In November of last year, RGRE initiated proceedings in the High Court in relation to the Waterfront development. The proceedings were taken against DigitalBridge (formerly Colony Capital) ColEmerald 4 Sarl and ColEmerald 5 Sarl, both of Luxembourg, Waterside Block 9 Developments, Fortress Investment Group, and others. A temporary injunction preventing Colony from appointing a receiver to Waterside Block 9 was granted and was part of a wider dispute between RGRE and Colony over the sale by Colony of its Irish assets to Fortress. The litigation was moved to the fast-track Commercial Court, and then settled earlier this year.
According to the Irish property developer who asked not to be named, entering into funding deals with US private equity groups can involve a huge loss of autonomy, greater than is the case when, for instance, getting an Irish bank to fund a developer’s project.

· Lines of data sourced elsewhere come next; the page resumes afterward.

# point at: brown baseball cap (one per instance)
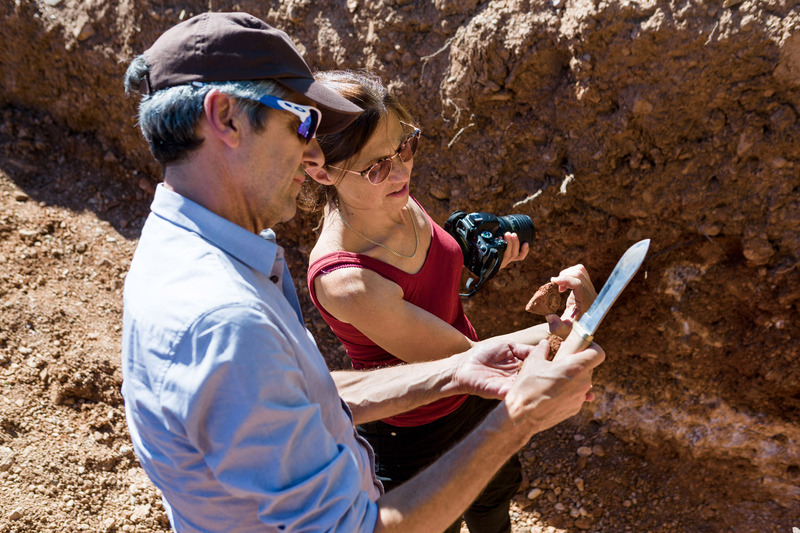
(238, 47)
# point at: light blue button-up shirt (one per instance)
(231, 408)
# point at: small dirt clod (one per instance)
(545, 301)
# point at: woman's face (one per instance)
(356, 190)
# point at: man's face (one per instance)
(276, 160)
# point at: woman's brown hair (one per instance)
(368, 92)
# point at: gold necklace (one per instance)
(413, 225)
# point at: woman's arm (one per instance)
(488, 371)
(375, 306)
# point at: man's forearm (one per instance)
(530, 336)
(384, 392)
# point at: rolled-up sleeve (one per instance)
(251, 407)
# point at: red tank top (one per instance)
(434, 288)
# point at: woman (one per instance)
(386, 277)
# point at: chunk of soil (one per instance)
(545, 301)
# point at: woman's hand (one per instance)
(575, 278)
(514, 250)
(489, 368)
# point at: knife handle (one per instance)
(577, 340)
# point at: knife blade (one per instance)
(583, 329)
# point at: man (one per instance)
(232, 411)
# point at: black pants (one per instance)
(401, 452)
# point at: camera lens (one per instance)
(522, 225)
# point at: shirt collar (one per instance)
(256, 251)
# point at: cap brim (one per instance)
(337, 111)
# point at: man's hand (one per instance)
(546, 393)
(575, 278)
(489, 369)
(514, 250)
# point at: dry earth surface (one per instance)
(606, 122)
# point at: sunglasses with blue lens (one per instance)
(310, 117)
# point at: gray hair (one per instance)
(168, 118)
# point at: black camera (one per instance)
(480, 236)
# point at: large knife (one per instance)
(584, 328)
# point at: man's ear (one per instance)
(319, 175)
(222, 117)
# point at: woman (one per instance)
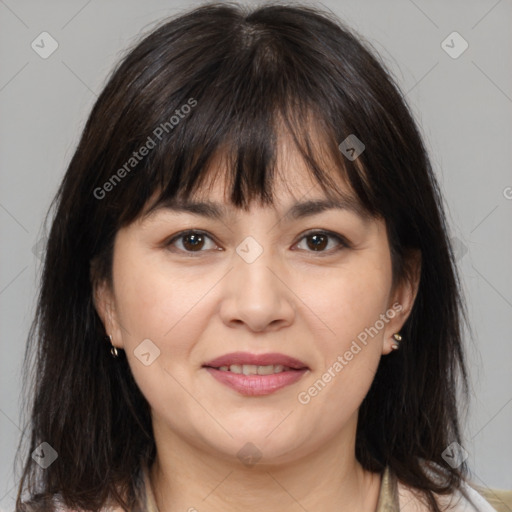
(249, 301)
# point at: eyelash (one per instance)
(343, 243)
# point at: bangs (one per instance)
(246, 160)
(241, 101)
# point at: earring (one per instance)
(113, 349)
(397, 338)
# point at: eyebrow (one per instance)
(297, 211)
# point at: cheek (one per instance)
(154, 303)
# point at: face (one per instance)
(189, 289)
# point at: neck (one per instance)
(328, 480)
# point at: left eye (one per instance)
(318, 240)
(195, 241)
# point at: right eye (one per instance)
(191, 241)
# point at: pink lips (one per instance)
(256, 385)
(257, 359)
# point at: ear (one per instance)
(402, 299)
(104, 303)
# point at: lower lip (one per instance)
(256, 385)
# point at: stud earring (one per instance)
(397, 338)
(113, 349)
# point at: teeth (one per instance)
(252, 369)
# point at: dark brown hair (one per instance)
(245, 75)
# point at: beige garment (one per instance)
(395, 497)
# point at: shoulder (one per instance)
(471, 500)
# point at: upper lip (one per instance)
(256, 359)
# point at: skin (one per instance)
(292, 299)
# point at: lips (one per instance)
(246, 358)
(256, 374)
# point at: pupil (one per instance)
(193, 241)
(319, 241)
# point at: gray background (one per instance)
(463, 106)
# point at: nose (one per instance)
(257, 295)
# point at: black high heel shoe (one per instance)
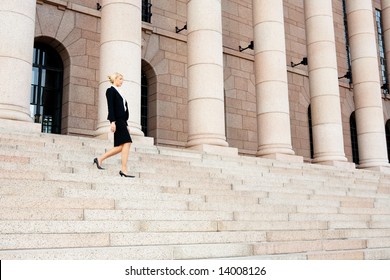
(95, 161)
(125, 175)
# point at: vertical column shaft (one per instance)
(366, 83)
(323, 82)
(273, 117)
(17, 27)
(120, 51)
(206, 108)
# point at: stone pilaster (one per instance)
(323, 82)
(366, 85)
(273, 117)
(17, 27)
(120, 51)
(206, 115)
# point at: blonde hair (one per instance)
(113, 76)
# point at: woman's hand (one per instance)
(113, 127)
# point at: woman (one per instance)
(118, 114)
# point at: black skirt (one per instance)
(121, 134)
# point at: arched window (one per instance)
(388, 138)
(310, 132)
(354, 139)
(46, 88)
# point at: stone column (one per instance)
(273, 117)
(206, 109)
(386, 32)
(120, 51)
(17, 27)
(366, 85)
(323, 83)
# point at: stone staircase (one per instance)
(54, 204)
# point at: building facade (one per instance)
(291, 79)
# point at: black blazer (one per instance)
(116, 111)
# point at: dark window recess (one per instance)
(354, 139)
(46, 88)
(310, 132)
(144, 104)
(146, 11)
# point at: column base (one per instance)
(284, 157)
(215, 150)
(341, 164)
(381, 168)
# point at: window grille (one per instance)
(382, 52)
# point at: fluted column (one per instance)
(366, 85)
(17, 27)
(273, 117)
(386, 32)
(323, 82)
(120, 51)
(206, 115)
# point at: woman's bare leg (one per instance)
(110, 153)
(124, 156)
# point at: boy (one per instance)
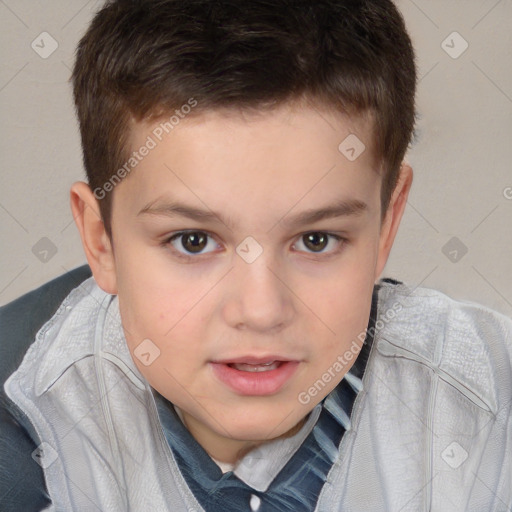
(232, 350)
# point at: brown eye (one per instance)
(194, 242)
(315, 242)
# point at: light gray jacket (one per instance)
(430, 431)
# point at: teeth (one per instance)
(264, 367)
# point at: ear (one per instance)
(97, 246)
(393, 217)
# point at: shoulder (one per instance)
(467, 342)
(22, 485)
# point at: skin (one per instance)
(308, 303)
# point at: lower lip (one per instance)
(255, 383)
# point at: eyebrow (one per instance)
(342, 208)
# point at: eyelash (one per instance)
(167, 243)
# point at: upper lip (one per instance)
(250, 359)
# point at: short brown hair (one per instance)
(142, 59)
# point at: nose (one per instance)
(258, 298)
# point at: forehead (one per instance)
(236, 161)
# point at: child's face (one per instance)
(275, 184)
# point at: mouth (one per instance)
(255, 376)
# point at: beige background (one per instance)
(462, 194)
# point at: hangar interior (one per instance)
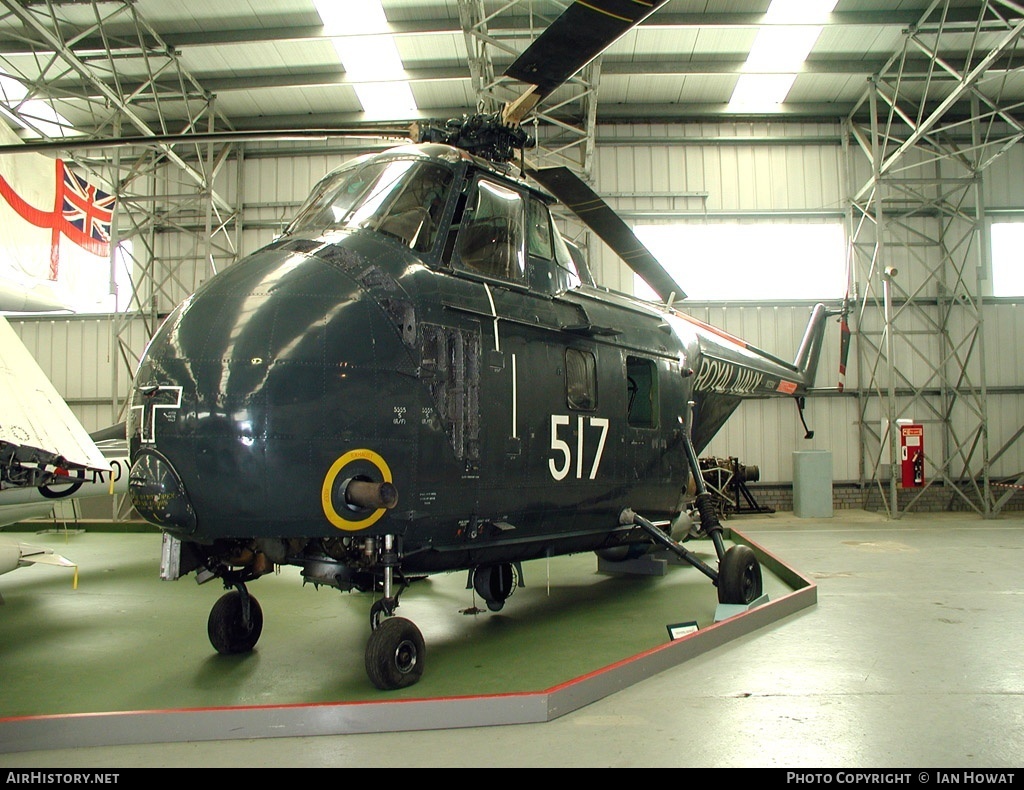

“They are in total control. You project manage [for them] and you get a fee to run it and there are targets,” he said. “Normally, when you have paid their IRR [internal rate of return], there isn’t much profit left, and they get a chunk of it anyway.”
Ardquade Ltd is the owner of a number of valuable Ronan group properties and subsidiaries. In its 2020 consolidated financial report, Ardquade recorded a loss of €29 million, with the bulk of this being due to the drop in value of group high street retail properties as a result of the Covid pandemic. The value of group assets fell to €7.4 million, from €36.7 million, during the year, according to the accounts.
In the report, Ardquade said it had since year end become involved in the Glass Bottle project as “development manager” and that the project was expected to deliver “a significant level of fees for upcoming years”.
Since 2020 Ronan has been giving a flat in Birzebbuga, a seaside town in Malta, as his residential address in corporate filings. Moving to Malta can involve significant tax advantages.
The other directors of Ardquade are Ronan’s adult children, John jnr, Jodie, and James, all with addresses in Ireland. The company’s shares are owned directly by Ronan and his adult children. The mortgages registered against Ardquade include mortgages registered on behalf of ColLir Sarl and ColEmerald Sarl.
John Ronan jnr is chief planning officer with RGRE, James Ronan is chief development officer, and Jodie Ronan is chief operations officer. A spokesman for Johnny Ronan said he was outside the country on business and would not be available for interview for this article.
In October of last year, Ronan’s family business, Ronan Group Real Estate (RGRE) secured an injunction in the High Court temporarily preventing a large US funding entity, and long-time RGRE financial backer, from appointing a receiver to the Waterfront South Central development in the Dublin docklands, which is set to involve more than 1,000 residential units, as well as office and retail space. The dispute involved an alleged debt of €317 million owed by RGRE, the court was told.
Behind the immediate issue of the alleged debt and the appointment of a receiver was a wider matter to do with the decision of Ronan’s long time US financial backers to sell a portfolio of European property assets worth more than €2 billion, to another US entity, with the portfolio including Irish assets worth up to €1 billion with which Ronan is associated. Court filings indicate the dispute was resolved in July of this year.
The Irish assets include some of the most valuable and high-profile commercial properties in Dublin, including the new European headquarters of Facebook in Ballsbridge, and the Salesforce tower in the docklands.
To add to Ronan’s challenges, the global economic slowdown and the financial hit to Big Tech companies globally this year places question marks over the viability of the Irish commercial property sector, which relies heavily on multinational activity. The road ahead could be bumpy.